[PATCH] nvme-mpath: fix I/O failure with EAGAIN when failing over I/O

Tue Jun 20 02:59:21 PDT 2023

> Hello Sagi,
> 
> On Mon, 2023-06-19 at 17:10 +0300, Sagi Grimberg wrote:
>> It is possible that the next available path we failover to, happens
>> to
>> be frozen (for example if it is during connection establishment). If
>> the original I/O was set with NOWAIT, this cause the I/O to
>> unnecessarily
>> fail because the request queue cannot be entered, hence the I/O fails
>> with
>> EAGAIN.
>>
>> The NOWAIT restriction that was originally set for the I/O is no
>> longer
>> relevant or needed because this is the nvme requeue context. Hence we
>> clear the REQ_NOWAIT flag when failing over I/O.
> 
> Could you please explain this in more detail? We are on the bio level,
> thus IIUC a new request will need to be allocated when the bio is
> requeued.

The issue is not the tag allocation, its entering the request queue,
which fails immediately if the bio has NOWAIT set on it (and the
queue is frozen).

> This means that if the fail-over queue is frozen e.g. during
> a NVMe controller reset, IO may be blocked for a possibly very long
> time,

That should not be the case, especially with Ming's patch that moves
the freeze/unfreeze after we successfully connect. This should address
any I/O that is held hostage for a long period of a frozen queue.

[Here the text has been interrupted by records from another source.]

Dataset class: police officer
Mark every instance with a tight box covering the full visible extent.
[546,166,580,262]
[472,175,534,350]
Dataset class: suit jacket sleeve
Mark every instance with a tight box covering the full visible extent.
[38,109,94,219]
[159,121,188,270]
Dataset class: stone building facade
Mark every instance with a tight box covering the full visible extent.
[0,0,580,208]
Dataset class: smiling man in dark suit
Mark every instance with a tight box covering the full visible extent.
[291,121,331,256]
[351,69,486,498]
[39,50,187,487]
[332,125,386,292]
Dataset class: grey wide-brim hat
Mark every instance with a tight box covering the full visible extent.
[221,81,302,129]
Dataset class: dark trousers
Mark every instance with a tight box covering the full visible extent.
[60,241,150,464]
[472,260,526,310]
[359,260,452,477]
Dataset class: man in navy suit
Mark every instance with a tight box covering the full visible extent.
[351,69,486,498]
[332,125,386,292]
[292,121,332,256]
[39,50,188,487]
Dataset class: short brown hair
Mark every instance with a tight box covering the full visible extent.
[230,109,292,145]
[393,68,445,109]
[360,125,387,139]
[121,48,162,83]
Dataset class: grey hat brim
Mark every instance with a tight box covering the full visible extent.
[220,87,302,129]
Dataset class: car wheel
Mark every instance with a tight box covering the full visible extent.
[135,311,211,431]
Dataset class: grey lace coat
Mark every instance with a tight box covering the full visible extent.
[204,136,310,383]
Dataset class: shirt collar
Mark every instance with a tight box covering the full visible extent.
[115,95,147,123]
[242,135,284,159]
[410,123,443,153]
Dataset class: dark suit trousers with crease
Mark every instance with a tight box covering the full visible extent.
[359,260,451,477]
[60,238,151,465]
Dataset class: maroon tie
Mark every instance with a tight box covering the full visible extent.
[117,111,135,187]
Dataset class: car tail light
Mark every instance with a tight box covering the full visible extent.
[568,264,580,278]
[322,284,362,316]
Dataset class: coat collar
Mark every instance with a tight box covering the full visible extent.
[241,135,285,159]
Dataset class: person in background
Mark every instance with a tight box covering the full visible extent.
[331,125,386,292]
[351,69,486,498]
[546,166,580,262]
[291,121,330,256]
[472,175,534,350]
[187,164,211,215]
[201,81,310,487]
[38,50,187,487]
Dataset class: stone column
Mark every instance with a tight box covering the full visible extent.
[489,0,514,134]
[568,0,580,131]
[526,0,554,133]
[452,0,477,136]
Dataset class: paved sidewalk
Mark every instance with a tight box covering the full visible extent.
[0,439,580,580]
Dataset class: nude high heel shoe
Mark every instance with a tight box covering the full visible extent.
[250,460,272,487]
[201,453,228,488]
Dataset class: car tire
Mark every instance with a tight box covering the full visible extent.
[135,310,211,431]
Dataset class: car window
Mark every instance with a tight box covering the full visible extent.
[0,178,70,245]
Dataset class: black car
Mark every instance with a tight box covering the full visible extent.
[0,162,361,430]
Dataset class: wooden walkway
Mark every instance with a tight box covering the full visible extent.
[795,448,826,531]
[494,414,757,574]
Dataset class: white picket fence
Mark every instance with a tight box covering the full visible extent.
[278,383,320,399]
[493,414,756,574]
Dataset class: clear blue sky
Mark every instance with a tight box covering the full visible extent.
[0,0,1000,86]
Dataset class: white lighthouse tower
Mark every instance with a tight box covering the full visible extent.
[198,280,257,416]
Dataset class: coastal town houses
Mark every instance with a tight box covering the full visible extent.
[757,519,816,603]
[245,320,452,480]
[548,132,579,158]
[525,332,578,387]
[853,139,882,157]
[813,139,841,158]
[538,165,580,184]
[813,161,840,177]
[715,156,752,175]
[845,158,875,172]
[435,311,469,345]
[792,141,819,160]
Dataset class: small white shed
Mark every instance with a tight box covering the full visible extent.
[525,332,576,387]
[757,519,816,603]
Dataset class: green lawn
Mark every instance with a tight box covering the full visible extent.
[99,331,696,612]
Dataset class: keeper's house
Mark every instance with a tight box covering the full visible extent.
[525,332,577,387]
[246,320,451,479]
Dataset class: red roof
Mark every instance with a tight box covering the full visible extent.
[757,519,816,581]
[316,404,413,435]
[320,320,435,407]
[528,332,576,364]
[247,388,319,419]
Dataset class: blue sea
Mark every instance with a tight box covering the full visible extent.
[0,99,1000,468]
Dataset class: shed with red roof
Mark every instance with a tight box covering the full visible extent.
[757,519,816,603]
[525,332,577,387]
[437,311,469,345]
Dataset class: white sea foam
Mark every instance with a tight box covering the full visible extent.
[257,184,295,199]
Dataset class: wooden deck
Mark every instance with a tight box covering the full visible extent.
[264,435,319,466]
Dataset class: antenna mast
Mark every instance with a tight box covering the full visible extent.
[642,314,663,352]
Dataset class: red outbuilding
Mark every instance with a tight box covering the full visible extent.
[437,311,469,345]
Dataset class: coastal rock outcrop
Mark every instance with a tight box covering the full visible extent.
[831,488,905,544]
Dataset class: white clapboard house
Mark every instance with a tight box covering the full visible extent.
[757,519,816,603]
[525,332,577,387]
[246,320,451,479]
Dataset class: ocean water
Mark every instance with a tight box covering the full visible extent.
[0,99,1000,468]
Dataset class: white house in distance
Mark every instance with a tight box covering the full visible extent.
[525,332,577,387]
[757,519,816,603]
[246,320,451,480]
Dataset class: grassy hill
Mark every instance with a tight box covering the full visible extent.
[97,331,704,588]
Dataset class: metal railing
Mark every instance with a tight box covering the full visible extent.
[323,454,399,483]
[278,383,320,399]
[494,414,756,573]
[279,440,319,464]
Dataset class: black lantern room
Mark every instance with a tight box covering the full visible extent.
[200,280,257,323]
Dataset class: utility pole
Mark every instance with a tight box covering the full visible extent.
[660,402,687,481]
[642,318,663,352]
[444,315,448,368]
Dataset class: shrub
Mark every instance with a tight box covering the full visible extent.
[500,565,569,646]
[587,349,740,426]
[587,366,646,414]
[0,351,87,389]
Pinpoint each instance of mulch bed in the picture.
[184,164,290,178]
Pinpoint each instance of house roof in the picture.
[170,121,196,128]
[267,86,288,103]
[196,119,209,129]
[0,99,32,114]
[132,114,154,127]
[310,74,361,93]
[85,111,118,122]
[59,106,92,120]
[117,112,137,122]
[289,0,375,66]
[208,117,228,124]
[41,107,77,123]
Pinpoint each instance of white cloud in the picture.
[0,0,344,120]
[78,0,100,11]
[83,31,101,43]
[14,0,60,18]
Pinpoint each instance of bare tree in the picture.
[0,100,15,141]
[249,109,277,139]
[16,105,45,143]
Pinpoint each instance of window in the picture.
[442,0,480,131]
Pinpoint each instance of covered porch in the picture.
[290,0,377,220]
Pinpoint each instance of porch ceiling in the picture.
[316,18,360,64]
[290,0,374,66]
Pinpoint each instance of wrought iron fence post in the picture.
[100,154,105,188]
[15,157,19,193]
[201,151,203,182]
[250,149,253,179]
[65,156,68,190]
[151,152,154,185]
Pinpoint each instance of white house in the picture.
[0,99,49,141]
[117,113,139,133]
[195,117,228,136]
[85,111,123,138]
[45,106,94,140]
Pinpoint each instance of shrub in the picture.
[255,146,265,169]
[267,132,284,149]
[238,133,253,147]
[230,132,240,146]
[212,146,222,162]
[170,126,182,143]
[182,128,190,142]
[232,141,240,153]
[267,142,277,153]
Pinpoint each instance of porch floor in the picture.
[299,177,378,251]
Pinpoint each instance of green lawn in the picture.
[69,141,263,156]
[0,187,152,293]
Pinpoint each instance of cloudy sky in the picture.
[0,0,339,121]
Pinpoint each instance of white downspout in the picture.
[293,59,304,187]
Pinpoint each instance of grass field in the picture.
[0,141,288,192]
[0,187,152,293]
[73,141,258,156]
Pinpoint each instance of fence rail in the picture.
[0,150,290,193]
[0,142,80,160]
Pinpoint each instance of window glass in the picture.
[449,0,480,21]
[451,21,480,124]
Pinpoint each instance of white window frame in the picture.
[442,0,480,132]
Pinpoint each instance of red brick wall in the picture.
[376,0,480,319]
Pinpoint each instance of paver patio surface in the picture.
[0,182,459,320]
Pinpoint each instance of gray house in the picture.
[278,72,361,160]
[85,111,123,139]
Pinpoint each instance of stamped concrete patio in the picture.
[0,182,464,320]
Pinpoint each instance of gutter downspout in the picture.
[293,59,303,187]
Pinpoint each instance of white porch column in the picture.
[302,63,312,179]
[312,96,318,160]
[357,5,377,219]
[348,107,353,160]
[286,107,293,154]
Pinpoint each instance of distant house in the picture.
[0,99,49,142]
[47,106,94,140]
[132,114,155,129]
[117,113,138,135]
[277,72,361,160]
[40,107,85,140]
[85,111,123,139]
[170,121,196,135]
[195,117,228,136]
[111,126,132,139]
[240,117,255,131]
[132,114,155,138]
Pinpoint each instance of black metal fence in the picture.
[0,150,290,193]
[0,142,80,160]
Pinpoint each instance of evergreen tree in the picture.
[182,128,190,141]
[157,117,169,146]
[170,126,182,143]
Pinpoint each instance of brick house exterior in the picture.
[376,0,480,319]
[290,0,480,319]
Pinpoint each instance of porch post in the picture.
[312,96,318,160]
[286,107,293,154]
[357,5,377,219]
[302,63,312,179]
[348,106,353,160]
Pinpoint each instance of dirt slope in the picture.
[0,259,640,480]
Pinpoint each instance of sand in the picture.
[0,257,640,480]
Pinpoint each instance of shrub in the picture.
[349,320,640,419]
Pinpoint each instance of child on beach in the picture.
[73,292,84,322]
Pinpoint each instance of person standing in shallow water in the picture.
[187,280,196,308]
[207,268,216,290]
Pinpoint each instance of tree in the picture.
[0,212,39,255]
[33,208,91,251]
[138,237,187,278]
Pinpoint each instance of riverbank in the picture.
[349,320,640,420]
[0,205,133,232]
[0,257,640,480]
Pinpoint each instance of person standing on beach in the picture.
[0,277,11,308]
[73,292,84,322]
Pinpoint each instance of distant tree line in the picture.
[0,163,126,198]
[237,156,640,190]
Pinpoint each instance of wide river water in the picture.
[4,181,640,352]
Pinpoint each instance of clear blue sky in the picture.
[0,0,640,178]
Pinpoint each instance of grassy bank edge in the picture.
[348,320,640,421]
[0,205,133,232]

> which is what the NOWAIT flag was initially supposed to avoid.

NOWAIT was set by the issuer specifically because it's context must not
block on I/O. The failover is a different context, and there is no need
to require this, its no longer the issuer context.

> I am asking because we've seen a similar phenomenon with a 3rd party
> multipath implementation recently.

I have no idea what is this 3'rd party multipath implementation, nor how
it interacts with nvme multipathing.